By CARL E. FEATHER - Staff Writer - cfeather@starbeacon.com
PLYMOUTH TOWNSHIP — Seventy pounds of dry beans, 15 pounds of onions, 12 of carrots. Nine bunches of celery, two hams, 25 ham hocks and the stock produced from boiling them. Add a dash of peppercorns, a few secret ingredients, a wood fire, antique kettle and six hours of stirring, and you’ll have the bean soup that’s so popular among Log Cabin Days visitors.
Even if you were to follow that recipe, Barrie Bottorf, chairman of the Log Cabin Committee for the Ashtabula County Historical Society, says the result would probably still come up short when compared to what they serve because it would be devoid of the atmosphere.
That ambiance includes the tinge of wood smoke, the sound of country music and a blacksmith’s hammer, and the bright colors of early autumn and rag rugs. The festival celebrates the Blakeslee Log Cabin, built in 1810, and the lifestyle of the pioneers who built it. A major fundraiser for the historical society, the festival itself is free; the money is earned by selling festival favorites like the soup, corn-on-the-cob, apple butter and sausage sandwiches.
Two dollars buys a cup of soup and chunk of cornbread, if you get there early enough.
“We sell out,” Bottorf says of the soup, the first kettle of which is placed on the wood fire shortly after 6 a.m. “Last year we had a pouring down rain and we had people who sat here 45 minutes to an hour asking ‘Is it ready?’ The last people in line didn’t get any after all that waiting. It sold out that fast.”

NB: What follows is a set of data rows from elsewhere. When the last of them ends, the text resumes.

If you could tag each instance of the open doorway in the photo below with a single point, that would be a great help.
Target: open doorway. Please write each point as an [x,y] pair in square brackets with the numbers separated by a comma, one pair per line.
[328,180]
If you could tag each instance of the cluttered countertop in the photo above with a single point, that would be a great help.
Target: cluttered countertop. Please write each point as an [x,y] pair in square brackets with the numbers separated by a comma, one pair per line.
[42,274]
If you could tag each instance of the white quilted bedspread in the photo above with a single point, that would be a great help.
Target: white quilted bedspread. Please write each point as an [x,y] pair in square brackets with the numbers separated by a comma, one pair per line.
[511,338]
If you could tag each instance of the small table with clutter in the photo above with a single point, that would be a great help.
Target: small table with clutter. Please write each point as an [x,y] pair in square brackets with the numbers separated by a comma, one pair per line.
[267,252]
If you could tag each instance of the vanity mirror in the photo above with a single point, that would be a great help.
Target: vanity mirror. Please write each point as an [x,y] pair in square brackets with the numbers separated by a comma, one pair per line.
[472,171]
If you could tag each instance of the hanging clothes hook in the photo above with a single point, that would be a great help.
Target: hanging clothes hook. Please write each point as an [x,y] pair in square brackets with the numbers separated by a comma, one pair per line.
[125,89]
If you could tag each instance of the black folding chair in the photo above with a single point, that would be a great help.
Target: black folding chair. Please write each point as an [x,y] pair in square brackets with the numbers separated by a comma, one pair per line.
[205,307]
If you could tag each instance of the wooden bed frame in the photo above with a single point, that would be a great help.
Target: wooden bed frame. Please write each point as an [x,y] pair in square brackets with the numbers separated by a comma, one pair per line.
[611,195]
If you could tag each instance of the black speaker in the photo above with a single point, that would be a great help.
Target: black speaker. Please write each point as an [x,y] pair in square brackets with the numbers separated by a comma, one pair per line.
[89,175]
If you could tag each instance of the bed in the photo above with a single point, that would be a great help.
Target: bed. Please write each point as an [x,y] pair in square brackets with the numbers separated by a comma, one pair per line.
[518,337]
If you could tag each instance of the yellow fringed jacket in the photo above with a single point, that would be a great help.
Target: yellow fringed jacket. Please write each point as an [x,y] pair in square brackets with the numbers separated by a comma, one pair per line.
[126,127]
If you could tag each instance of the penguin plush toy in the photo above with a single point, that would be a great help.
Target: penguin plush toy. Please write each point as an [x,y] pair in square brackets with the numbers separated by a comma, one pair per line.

Nellie Simms said the festival would also sell out of the apple butter boiling in a copper kettle over a wood fire slowly, constantly being stirred by volunteers operating a wooden paddle. Ray Clark, who supervises production of the product, said they started with 14 gallons of homemade apple sauce and a half-gallon of cider. After cooking over the wood fire for several hours, the thick sauce would be sweetened with 28 pounds of sugar and cinnamon to taste.
Volunteers can the apple butter in sterilized jars on the spot, then watch it sell out.
As with the bean soup, it’s the atmosphere that makes the difference.
“It’s made the old-fashioned way, in a copper kettle,” says Simms, who recalls making apple butter as a child back in her native West Virginia. “It’s done out in the open. It’s a labor of love.”
Another labor of love are the jellies and hot mustard sauce Phyllis Clark made and historical society volunteers Nancy Arnold and Jean Regner. The exotic flavors included wild blackberry, elderberry, wild crabapple and corn cob. Bottorf says he stocks up on Clark’s hot mustard sauce every year.
“It’s tangy,” said Arnold
The festival continues from noon to 5 p.m. today. Taking the place of the copper apple-butter kettle will be an iron one filled with hot vegetable oil for frying doughnuts. The hot dunkers are rolled in sugar and cinnamon before being served to the waiting crowds.
Demonstrators and exhibits are set up on the grounds, tours of the cabin are offered and food items will be sold throughout the day, until the supplies are as exhausted as the volunteers.
“That soup amazes me,” said Bottorf as he watched his niece, Julie Grandbouche, stir one of the two kettles cooking over wood fires. “You’d think it was a gourmet dish. It’s bean soup.”